After spending some time in a transition camp, Brown and her family were placed into a crowded boxcar where they would eventually arrive in Auschwitz-Birkenau. They spent three days on the train, where Brown stood so her parents could sit on the floor. They had one bucket to relieve themselves in and another bucket filled with water, which was not filled again during the trip.

“The only thing you can focus on is ‘If I could only have a sip of water,’” Brown said.

When they arrived, they were told to leave their belongings in the boxcar and they’d be able to get them later, but they never saw them again.

That was the last time Brown saw her parents, who were taken to the gas chambers.

Brown and the rest of the prisoners had to have their heads and body hair shaven. Disinfectant was then thrown onto their freshly-shaven skin.

Then there was the shower room with 15 shower heads, but barely a trickle of water.

She was given flip flops with wooden soles, a uniform that in no way fit her and then had to sleep in a unit with 500 other women, ”like sardines,” Brown said.

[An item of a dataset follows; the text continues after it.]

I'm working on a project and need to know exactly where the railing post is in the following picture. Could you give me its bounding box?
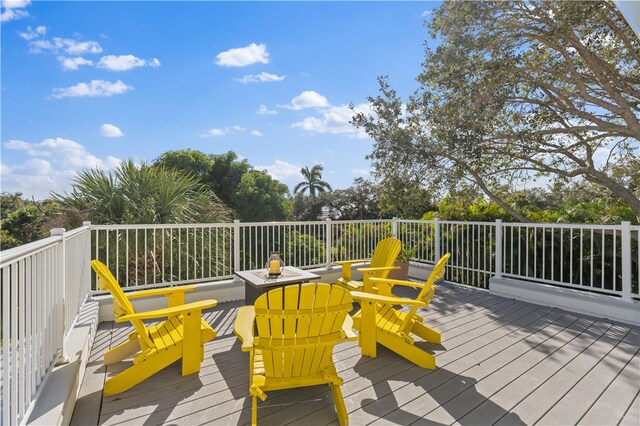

On average, her daily calorie intake was between 300 to 500 calories.

Brown spent spent two months in Auschwitz before she was sent to a work camp in Allendorf, Germany in August 1944. There she worked in a munitions factory where the poisonous chemicals turned their skin yellow, hair orange and lips deep, dark purple.

When it appeared the war was coming to an end, Brown said they were taken on a death march on an open highway. At night, they slept in ditches. During the day, they just walked.

On the third day, they reached a farm area and noticed there were fewer guards with them than before.

“A group of us were standing around this farmland and in the distance we noticed a barn,” Brown said.

During the night, they crawled on their stomachs toward the barn, not caring if they were killed since then it would at least be over.

“The next day, two beautiful GIs from the sixth armored division, God bless them all, they liberated us.”

When asked how she managed to get through it, she said she survived on faith and fantasy.

With a story like that, Brown would have the understanding of everyone in the world if she wanted to be bitter about her life. But she’s not. She has a mantra that she says every morning. She thanks God for waking up, having food to eat and a place to sleep. Everything else is just a bonus for her.